ANCHORAGE — Royal Dutch Shell PLC has filed a revised Arctic offshore drilling plan with federal regulators but says the company hasn’t decided whether to return to waters off the coast of northwest Alaska in 2015.
The revised exploration plan submitted to the Bureau of Ocean Energy Management in Anchorage calls for two drilling vessels to operate simultaneously in the Chukchi Sea rather than one in the Chukchi and one in the Beaufort Sea off Alaska’s north Coast.
The presence of two vessels is required so one can drill a relief well in the event of damage from a blowout.

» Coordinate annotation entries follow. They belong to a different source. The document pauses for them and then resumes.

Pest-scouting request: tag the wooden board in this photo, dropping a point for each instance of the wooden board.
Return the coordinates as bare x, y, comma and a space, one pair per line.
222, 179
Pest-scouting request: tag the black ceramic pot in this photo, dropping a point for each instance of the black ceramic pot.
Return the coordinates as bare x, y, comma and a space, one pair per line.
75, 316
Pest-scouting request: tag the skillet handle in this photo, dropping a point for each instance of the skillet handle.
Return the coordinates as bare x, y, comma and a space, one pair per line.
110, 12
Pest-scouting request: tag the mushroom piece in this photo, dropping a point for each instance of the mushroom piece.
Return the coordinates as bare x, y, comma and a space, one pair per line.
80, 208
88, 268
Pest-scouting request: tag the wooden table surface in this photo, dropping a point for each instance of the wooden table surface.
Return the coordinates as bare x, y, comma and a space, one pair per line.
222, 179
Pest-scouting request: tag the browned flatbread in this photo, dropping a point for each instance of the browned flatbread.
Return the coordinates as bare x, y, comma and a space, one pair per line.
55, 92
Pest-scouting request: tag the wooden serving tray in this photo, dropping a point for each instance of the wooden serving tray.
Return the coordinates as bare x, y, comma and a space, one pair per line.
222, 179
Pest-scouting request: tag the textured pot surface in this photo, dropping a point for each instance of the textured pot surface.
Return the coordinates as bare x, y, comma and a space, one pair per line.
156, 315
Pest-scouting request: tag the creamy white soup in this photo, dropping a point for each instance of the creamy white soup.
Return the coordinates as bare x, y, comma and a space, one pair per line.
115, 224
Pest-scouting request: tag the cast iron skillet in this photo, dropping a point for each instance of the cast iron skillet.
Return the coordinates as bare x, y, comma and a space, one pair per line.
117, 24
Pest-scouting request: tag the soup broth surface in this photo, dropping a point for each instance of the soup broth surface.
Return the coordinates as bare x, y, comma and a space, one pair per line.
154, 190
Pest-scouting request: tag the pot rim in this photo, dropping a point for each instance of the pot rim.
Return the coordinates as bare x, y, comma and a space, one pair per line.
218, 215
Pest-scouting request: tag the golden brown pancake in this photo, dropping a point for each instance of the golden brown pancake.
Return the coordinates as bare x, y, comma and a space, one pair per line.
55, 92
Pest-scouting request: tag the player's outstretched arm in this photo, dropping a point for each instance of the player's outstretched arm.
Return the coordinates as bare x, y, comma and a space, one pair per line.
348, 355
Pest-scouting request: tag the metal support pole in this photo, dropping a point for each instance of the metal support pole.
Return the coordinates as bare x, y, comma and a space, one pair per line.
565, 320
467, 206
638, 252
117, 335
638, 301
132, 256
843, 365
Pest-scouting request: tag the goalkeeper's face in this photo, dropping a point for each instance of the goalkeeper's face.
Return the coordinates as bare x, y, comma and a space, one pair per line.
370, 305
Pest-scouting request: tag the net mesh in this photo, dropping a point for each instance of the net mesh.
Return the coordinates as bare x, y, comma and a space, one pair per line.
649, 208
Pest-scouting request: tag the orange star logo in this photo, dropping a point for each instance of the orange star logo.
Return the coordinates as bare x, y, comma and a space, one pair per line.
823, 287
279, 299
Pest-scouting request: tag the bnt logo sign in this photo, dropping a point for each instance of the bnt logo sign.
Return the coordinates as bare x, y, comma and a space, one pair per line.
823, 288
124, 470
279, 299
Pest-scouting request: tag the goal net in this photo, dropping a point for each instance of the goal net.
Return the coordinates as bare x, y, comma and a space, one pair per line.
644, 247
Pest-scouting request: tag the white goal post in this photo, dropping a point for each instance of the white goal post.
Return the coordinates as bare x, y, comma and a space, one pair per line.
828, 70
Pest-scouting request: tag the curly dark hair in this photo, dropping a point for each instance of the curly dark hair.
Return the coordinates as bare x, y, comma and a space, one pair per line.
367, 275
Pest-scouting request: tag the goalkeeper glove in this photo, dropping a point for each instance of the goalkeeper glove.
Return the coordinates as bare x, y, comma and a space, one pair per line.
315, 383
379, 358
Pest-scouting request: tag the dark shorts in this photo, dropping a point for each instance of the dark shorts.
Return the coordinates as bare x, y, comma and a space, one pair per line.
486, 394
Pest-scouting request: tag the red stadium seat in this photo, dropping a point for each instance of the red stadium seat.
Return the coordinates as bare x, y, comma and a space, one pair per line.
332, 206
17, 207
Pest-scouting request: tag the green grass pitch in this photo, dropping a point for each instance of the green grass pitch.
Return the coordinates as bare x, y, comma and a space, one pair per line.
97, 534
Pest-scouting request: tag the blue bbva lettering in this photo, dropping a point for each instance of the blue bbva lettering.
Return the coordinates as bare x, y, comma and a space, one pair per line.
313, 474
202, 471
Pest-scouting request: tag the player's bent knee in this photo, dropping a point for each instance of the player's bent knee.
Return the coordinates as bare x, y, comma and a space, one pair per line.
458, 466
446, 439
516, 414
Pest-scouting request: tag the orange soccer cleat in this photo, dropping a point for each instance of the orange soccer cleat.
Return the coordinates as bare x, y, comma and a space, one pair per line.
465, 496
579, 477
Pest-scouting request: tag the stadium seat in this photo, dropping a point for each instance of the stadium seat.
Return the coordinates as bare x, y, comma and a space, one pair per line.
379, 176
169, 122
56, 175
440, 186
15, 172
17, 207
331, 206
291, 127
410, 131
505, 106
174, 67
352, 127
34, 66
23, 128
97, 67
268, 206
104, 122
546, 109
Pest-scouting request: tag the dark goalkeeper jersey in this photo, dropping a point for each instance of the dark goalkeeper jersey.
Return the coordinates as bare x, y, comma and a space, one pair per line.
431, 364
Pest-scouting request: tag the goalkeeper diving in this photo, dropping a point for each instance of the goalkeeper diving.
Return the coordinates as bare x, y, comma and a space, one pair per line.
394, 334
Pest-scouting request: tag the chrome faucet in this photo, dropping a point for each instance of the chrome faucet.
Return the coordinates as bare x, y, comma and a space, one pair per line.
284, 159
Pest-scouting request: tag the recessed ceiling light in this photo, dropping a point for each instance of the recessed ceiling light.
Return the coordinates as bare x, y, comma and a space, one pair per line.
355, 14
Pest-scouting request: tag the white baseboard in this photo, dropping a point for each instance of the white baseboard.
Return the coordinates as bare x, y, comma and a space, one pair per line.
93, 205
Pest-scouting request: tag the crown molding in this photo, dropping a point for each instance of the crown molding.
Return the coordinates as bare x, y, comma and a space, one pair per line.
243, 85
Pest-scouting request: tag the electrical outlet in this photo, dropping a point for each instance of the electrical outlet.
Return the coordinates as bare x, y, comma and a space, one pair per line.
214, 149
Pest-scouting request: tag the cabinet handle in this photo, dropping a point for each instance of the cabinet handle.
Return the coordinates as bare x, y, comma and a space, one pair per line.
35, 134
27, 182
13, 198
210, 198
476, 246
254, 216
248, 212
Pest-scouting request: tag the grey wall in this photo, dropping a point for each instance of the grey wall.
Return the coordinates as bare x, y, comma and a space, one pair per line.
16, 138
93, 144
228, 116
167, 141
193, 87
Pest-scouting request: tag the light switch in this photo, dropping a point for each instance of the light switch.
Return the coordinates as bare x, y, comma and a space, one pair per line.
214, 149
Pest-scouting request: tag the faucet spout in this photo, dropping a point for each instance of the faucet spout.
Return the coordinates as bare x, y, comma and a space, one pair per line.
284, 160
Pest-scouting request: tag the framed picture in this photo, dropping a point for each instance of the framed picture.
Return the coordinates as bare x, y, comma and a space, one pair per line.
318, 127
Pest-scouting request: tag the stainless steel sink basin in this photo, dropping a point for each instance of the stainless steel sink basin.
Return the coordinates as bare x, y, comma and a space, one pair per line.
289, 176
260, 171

Shell Gulf of Mexico Inc.’s revised plan calls for the return of the Noble Discoverer, which performed top hole work at the company’s Burger prospect in 2012. The second drilling vessel planned for the Chukchi is the Polar Pioneer, owned by Transocean Ltd., said Shell Alaska spokesman Curtis Smith.
“Today’s filing is not a final decision to drill next summer, but it does preserve the option,” he said by email.
In 2012, Shell drilled pilot holes and dug mudline cellars in the Chukchi and Beaufort seas. The company was not allowed to drill into oil-bearing deposits because required response equipment was not on hand.
The company experienced problems in the challenging Arctic conditions, culminating with the drill vessel Kulluk running aground off an island near Kodiak as it was being towed across the Gulf of Alaska in stormy weather.
Shell chose not to drill during the short open water drilling season in 2013 or 2014, and it faces regulatory hurdles if it wants to send its drill fleet north again.
Besides obtaining necessary permits, Smith said, there has to be a resolution to the legal cloud hanging over the 2008 Chukchi lease sale. A federal appeals court in January ruled that the federal government conducted a flawed environmental review before selling $2.7 billion in Chukchi leases. The Bureau of Ocean Energy Management is conducting supplemental environmental work.
In a statement, Greenpeace spokesman John Deans condemned future Shell drilling and said the company’s Arctic bungling had put the region at risk.
Smith said Shell plans to fortify its fleet with more anchor handlers, new tugs, additional offshore supply vessels and an extra helicopter. The company is taking a methodical approach in making decisions, he said.
“We have to have total confidence we can execute a program safely,” Smith said.